Managing Director Liability for Outstanding Tax Debts According to the settled case law of the BFH, any liability claim must be examined to determine whether and to what extent the managing director, up to the point of his dismissal, would have been required to set aside the necessary funds to settle the tax debts. The lower instance, the competent tax court (Finanzgericht), examined the question of a "Firmenbestattung" in detail. In particular, it considered the circumstances regarded by the tax office as typical indicators of a "Firmenbestattung": the transfer of shares to a transferee who could no longer be located, the simultaneous dismissal of the managing director, and the takeover of the business by a third party while circumventing orderly insolvency proceedings. According to the view of the FG — which cannot be challenged by the BFH — "the chosen arrangement provided an additional party liable and preserved the liability assets of the ongoing business. It is therefore at least doubtful whether the chosen arrangement served to remove assets of the GmbH and thereby disadvantage creditors." The BFH is thus bound by the view of the FG that no "Firmenbestattung" exists in this case. In conclusion, holding a managing director personally liable (Geschäftsführerhaftung) is a frequently used tool by the tax office to recover outstanding tax debts from the legal representative under §§ 34, 69 AO. This requires, however, a culpable breach of tax-related duties. If you are facing such a liability claim, we are happy to assist you with our specialist expertise in tax law and corporate law and to help you defend against the asserted claim.

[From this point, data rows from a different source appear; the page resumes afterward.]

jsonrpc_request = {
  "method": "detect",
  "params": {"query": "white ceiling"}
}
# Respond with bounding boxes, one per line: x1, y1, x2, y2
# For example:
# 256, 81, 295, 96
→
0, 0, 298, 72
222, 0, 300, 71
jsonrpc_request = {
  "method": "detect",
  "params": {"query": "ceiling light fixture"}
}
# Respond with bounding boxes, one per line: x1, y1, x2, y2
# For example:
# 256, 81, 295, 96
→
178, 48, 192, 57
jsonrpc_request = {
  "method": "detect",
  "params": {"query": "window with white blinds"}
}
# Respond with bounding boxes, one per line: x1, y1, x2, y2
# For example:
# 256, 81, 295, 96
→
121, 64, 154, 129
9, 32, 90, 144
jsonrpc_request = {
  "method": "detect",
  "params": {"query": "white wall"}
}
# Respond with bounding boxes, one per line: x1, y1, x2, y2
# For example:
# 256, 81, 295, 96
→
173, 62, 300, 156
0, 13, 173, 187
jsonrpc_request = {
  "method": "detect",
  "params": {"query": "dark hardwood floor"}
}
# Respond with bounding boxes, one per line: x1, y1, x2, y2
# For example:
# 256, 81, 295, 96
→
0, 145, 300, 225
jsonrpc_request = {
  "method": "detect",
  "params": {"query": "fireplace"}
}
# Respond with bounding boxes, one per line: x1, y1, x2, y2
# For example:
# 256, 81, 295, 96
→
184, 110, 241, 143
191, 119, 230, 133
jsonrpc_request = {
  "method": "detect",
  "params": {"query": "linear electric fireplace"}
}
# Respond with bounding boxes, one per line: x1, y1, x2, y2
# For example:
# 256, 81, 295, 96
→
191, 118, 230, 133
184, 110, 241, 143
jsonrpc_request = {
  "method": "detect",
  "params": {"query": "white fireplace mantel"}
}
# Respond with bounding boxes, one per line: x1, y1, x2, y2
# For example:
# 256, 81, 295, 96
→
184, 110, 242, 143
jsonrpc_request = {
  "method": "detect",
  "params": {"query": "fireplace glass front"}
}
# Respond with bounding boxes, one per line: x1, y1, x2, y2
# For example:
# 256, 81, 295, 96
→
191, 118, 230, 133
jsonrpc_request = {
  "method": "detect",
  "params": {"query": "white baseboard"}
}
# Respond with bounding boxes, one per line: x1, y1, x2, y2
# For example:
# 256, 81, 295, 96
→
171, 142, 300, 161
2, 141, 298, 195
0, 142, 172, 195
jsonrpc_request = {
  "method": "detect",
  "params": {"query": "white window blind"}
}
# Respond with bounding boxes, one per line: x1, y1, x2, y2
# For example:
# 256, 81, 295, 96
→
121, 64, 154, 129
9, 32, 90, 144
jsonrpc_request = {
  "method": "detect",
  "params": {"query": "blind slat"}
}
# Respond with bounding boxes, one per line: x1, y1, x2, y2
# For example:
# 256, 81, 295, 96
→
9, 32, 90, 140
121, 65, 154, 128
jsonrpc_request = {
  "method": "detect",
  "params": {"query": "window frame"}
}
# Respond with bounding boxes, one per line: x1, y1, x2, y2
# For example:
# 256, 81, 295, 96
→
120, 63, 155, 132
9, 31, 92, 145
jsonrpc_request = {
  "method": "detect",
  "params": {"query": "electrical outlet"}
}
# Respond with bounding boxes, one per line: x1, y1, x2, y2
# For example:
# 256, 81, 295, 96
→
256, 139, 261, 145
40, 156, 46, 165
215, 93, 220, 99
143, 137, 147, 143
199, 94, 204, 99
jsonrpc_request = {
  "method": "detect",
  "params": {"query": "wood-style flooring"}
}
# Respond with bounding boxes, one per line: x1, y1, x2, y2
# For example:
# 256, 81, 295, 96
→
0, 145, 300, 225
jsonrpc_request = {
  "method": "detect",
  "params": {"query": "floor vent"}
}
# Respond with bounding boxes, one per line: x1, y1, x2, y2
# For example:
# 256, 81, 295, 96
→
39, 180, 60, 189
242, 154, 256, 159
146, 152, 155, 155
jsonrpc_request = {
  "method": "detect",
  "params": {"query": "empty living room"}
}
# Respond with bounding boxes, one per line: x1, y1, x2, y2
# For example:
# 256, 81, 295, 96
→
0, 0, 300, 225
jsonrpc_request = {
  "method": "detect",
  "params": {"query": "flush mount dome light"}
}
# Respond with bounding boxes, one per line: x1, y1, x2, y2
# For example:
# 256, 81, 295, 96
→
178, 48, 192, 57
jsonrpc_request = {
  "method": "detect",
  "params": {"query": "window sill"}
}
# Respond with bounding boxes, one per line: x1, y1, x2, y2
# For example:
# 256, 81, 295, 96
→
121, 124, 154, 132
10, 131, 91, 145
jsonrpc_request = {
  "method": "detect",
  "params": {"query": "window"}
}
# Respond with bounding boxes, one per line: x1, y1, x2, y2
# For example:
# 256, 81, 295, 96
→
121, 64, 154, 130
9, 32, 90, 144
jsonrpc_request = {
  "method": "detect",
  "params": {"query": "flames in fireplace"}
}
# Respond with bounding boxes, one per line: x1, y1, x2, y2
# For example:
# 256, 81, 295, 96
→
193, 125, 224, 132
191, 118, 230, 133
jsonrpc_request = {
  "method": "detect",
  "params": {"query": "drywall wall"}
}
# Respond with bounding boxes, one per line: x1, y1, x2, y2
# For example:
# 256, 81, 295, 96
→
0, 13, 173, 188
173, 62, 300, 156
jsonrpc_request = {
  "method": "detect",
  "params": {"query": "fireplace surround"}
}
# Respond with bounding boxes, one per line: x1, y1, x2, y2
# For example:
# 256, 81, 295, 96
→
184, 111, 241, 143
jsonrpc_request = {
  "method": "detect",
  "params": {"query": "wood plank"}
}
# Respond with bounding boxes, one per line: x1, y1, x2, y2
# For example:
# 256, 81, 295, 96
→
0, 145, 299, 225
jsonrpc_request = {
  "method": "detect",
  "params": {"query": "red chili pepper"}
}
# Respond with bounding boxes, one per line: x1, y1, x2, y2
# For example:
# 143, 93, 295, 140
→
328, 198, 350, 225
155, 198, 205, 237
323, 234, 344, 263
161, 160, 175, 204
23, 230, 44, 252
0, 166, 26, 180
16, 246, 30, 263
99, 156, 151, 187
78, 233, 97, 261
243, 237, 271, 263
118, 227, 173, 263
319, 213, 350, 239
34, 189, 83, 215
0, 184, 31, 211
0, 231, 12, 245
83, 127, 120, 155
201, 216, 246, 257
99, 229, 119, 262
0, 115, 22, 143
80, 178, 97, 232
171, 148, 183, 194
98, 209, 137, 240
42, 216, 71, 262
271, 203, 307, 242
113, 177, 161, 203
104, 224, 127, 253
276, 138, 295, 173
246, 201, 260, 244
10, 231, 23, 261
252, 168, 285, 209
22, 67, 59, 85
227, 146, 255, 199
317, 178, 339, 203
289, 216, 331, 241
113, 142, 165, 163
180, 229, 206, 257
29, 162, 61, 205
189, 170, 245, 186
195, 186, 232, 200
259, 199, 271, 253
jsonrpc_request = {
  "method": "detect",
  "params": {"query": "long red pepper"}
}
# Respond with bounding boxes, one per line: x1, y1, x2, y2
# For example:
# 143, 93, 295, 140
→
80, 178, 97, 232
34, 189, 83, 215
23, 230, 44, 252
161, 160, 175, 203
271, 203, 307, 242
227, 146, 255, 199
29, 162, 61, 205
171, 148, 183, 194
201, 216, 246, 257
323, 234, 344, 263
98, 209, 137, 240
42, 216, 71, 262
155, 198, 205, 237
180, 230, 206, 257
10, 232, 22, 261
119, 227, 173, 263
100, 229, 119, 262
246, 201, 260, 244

Frequently asked questions
Frequently asked questions
When is a GmbH managing director personally liable for the company's tax debts?
Under §§ 34, 69 AO, the managing director, as the legal representative, is personally liable if he or she culpably (intentionally or through gross negligence) breaches tax obligations, resulting in unpaid tax claims. Personal liability therefore requires not merely the non-payment of taxes, but specific fault on the part of the managing director. Tax authorities frequently invoke this liability to pursue outstanding tax debts against the representative.
What is a so-called 'company burial' (Firmenbestattung) within the meaning of BFH case law?
A Firmenbestattung refers to arrangements in which a GmbH is deliberately diverted from proper insolvency proceedings, for example by transferring shares to an untraceable acquirer, simultaneously replacing the managing director, and transferring business assets to third parties. The typical aim is to disadvantage creditors. Where such a Firmenbestattung exists, the underlying resolutions may be void, with the result that the original managing director remains in office and continues to be liable.
Must a managing director set aside funds to settle future tax liabilities?
Yes. Under settled BFH case law, the managing director is obliged, until his removal from office, to keep sufficient funds available to settle tax liabilities that have already arisen or are foreseeable. A breach of this duty to ensure adequate funds (Mittelvorsorgepflicht) may constitute a culpable violation of duty, triggering personal liability under §§ 34, 69 AO.
When is the BFH bound by the factual findings of the tax court regarding corporate burial?
As the court of revision, the BFH is generally bound by the factual findings and their assessment by the tax court, provided that no procedural errors or violations of the laws of logic are raised. If the tax court evaluates the evidence to the effect that no corporate burial exists – for instance because liability assets were preserved – the BFH cannot readily overturn this finding.
What consequences does the effectiveness of a managing director's removal have for liability?
If the removal is effective, the former managing director's responsibility for tax claims arising thereafter generally ends. However, if the removal is deemed void due to a company burial (Firmenbestattung), the original managing director remains in office and can continue to be held liable for breaches of duty. The effective termination of the office is therefore decisive for delimiting liability.